Further surveys are required to confirm the current extent of the species distribution within Lake Wawontoa (Lontoa). Research is also recommended on the effects of ongoing threats, such as sedimentation from deforestation, on this species. Additionally, research is required to see if this species is harvested and whether this represents a threat to the population.
This species has been recorded in Lake Wawontoa (Lontoa), which is part of the Malili Lakes system, Sulawesi, Indonesia. Lake Lontoa is a relatively small lake to the northeast of the larger Lake Towuti.
This species has previously been recorded in Lake Wawontoa (Lontoa) (Kottelat et al. 1993). However, Herder et al. (2006) could not confirm its presence within the lake, although they did not sample the entire lake area. Herder et al. (2006) speculated that the absence of this species may be a result of deforestation in the catchment.
Lake Wawontoa (Lontoa), where this species occurs, is threatened by substantial levels of deforestation, which has occurred in the local area surrounding the lake with some areas losing almost all forest cover. This is thought to have reduced the transparency of the lake, but previous records for comparison are lacking (Herder et al. 2006). However, other lakes in the system have overall relatively high transparency, with the exception of in estuarine areas after long and heavy rainfall, (D. Lumbantobing pers. obs. 2018) and therefore, it is assumed that Lake Wawontoa (Lontoa) would have also had relatively high transparency prior to deforestation leading to sedimentation.

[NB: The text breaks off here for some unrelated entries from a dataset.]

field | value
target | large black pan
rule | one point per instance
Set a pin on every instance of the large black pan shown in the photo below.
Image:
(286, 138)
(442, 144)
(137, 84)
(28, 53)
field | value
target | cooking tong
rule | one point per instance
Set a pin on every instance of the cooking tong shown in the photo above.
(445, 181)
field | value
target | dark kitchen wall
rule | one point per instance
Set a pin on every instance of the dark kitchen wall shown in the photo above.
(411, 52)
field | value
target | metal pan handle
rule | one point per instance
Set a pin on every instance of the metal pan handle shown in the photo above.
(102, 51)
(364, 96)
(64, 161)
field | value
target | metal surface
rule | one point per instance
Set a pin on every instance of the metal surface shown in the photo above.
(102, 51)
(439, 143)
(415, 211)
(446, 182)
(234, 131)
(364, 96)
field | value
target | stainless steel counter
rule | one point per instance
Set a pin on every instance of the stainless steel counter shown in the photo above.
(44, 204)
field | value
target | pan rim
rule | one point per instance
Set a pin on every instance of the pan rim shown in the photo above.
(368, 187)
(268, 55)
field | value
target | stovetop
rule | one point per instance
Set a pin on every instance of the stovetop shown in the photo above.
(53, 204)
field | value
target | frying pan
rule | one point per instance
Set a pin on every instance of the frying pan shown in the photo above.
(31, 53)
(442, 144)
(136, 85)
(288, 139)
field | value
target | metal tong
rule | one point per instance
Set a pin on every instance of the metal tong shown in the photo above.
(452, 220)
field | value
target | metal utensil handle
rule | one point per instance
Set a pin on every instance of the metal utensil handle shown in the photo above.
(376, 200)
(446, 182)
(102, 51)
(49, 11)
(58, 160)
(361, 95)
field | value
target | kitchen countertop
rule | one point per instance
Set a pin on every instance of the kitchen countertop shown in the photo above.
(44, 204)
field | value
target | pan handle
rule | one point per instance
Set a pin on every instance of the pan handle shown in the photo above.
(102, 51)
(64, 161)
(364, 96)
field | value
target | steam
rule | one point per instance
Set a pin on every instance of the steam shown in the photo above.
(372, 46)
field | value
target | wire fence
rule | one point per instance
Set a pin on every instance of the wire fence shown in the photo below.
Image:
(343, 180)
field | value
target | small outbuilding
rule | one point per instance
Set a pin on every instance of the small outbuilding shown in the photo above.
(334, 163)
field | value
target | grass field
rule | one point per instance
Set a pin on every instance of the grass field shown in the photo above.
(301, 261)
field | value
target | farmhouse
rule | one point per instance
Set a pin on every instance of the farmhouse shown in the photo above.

Given the natural relatively high levels of transparency, it is thought that low transparency is negatively affecting this species, but to what extent is not certain. However, high sedimentation is also likely to change the water parameters of the lake (e.g. pH, conductivity), which will affect the ecological suitability of the lake for this species in the long term (D. Lumbantobing pers. comm. 2018).
There is one location based on the threat of deforestation leading to sedimentation because a single deforestation event on the nearby hill slope could cause increased sedimentation throughout the entire range of the species, given the small area of Lake Wawontoa (Lontoa).